Respuesta :
The bark of the Pacific yew tree (Taxus brevifolia) was the original source of one of the most effective drugs for treating tumors of the breast, lung, and other sites. Taxol, a chemical extracted from this bark, kills actively replicating cells by inhibiting the depolymerization of microtubules. Why are microtubules good targets for killing cancerous cells?
When actively growing cells are treated with Taxol, they often are unable to complete the cell cycle. Based on what you have learned about cell-cycle checkpoints, which checkpoint likely causes these cells to arrest? Explain your reasoning.
-The first M phase checkpoint. If the sister chromatids all kinetochores are not attached properly to the spindle apparatus, then the sister chromatids do not split and the cells would arrest in M phase.
-The second M phase checkpoint. If microtubule depolymerization were inhibited, the chromosomes would not completely separate in anaphase, and the cells would arrest in M phase.

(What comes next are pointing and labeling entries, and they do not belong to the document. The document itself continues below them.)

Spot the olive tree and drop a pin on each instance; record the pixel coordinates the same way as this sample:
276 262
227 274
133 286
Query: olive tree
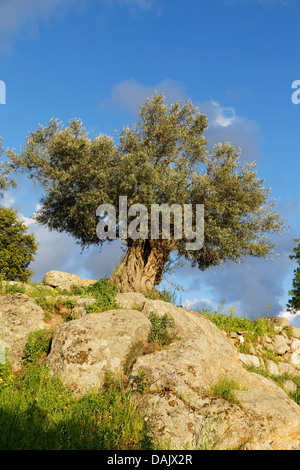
162 159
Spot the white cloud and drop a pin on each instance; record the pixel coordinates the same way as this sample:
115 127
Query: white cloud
293 318
58 251
224 123
197 304
130 95
19 18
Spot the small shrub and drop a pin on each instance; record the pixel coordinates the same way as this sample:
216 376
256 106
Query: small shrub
37 346
140 382
159 333
104 292
225 389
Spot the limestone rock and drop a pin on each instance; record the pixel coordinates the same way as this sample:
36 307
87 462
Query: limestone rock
63 280
19 316
272 367
180 406
295 344
289 386
279 322
286 368
249 360
295 331
83 349
279 344
133 300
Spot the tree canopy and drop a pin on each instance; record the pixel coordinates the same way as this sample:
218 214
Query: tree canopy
162 159
294 302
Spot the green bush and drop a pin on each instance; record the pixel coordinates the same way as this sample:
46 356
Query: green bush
225 389
160 326
17 247
37 346
104 292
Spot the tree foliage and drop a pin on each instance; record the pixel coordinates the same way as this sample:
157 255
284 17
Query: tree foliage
164 158
17 247
294 302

-G2 checkpoint. If DNA is damaged or if chromosomes are not replicated correctly, the inhibitory phosphate on MPFs Cdk subunit won't removed. As a result, MPF is not turned on, and cells remain in G2 phase.
-G1 checkpoint. If the growth of the cell was blocked, or if DNA was physically damaged and cannot be repaired, then the cell would arrest in G1 phase.
Answer:
-The second M phase checkpoint. If microtubule depolymerization were inhibited, the chromosomes would not completely separate in anaphase, and the cells would arrest in M phase.
Explanation:
Depolymerization of spindle microtubules is required as it shortens them and pulls the separated sister chromatids to the opposite poles during mitotic anaphase. Separation of sister chromatids to the opposite poles during anaphase ensures that the daughter cells obtain an equal number of chromosomes. If depolymerization is inhibited by taxol, the second M phase checkpoint would not allow the cells to proceed through anaphase and the cells will be arrested in the M phase.